T-shirt meselesine gelince o konuda Pazartesi günü konuşulması gereken konulardan. Bu meselenin kulüp ile birlikte çözülmesi gerektiğine inanyorum ki çözülecektir de.

E-ticaret eninde sonunda yapacağız. Fakat bunun için belli bir altyapı oluşturmamız lazım. İlerlemeler bir günde olmuyor.

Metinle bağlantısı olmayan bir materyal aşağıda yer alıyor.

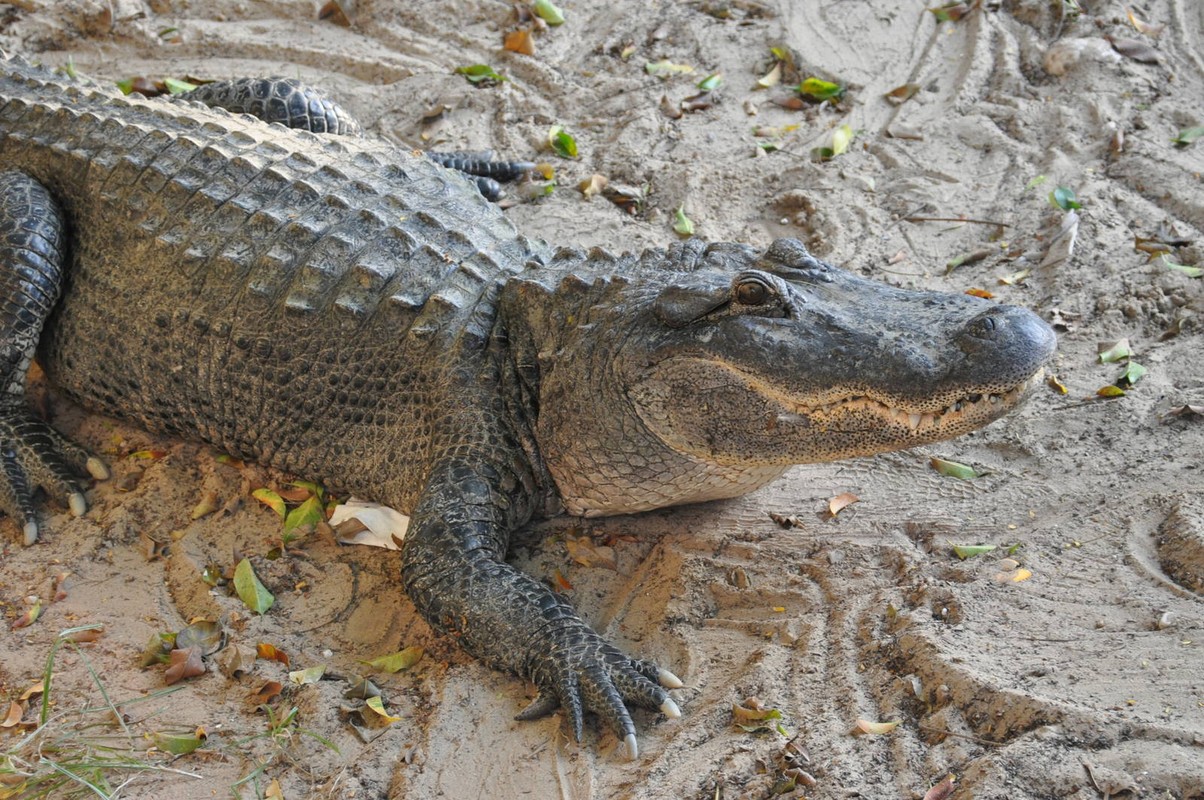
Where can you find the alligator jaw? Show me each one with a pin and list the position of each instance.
(913, 425)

Kombine bilet meselesine gelince bu rakam bence de az ama kimseyi kombine bilet almıyorsun diye suçlayamayız. Ayrıca bu rakam gerçek mi yoksa taraftarı gaza getirmek için mi söylenmiş bir rakam mı bilmiyorum. Play-off öncesi rakamlar için 4000-500 arasında yaklaşık 6-7 rakam duyduk. Ayrıca bir arkadaşımızın dediği gibi kendimizi dev aynasında görüp Bizanslılarla karşılaştırmamalıyız. Onlarla bundan 30 sene önceki düzeyde başedebilmek için en az 10 sene gerek. Bunu yapabilecek bir-iki camiadan biriyiz ama hiçbir şey kendi kendine olmuyor. Kendi kendinize güç harcamadan ancak düşebilirsiniz. Bizim taraftarımızın çoğu cefakeştir ama gerçek anlamda para vermeyi çoğu pek sevmez. Tribüne para vermeden girenler bunları nasıl başardıklarını ballandıra ballandıra anlatmaya bayılırlar içeride. Taraftarımız maça bilet vererek girmeye bile yeni yeni alışmaktadır. Kombine bilet almaksa belli bir maddi gelir gerekmektedir hem de tam anlamıyla bir gelenektir. Asgari ücret ile çalışan birinin ya da bir öğrencinnin bu biletlerden alması imkansıza yakındır. Bu biletler alt-orta gelir grubundan itibaren alınabilir gibi geliyor bana. Aylık geliri 200.000.000 TLnin altında olup ta alanlar varsa kendilerini kutlamak lazım. Bu kampanya bu iş için iyi bir çözümdü fakat yeterli değil. Kesinlikle Alsancak'ta ve Göztepe'de kredi kartına taksitle ya da yine kredi kartıyla peşin satış yapan iki merkez olmalı kanaatindeyim. Bir önceki gibi evlere servis şmkanı sağlanırsa internetten de satış planlanabilir. Bu konuda biz de yardımcı olabiliriz. Bir adres veritabanı oluşturularak ev ev dolaşıp satış yapılmaya da çalışılabilir. Sonuçta elde potansiyel bir kitle var bu kitleyi kötü bir tabir olacak ama affedin, sömürmek için (fakat duygularımızı değil) için tüm imkanlar kullanılmalıdır. Ayrıca 5-10 gün sonra bir süper kupon gibi bir şey daha yapılmalı bence. Böylece baştan takip edemeyenler alabilirler. 4'er maçlık kombine satışları da çok güzel bir fikir. Sonuçta bir fazla satmak için elden ne geliyorsa yapılmalıdır çünkü kombineden verilecek vergi kanaatimce sene içinde satılacak vergiden çok daha az.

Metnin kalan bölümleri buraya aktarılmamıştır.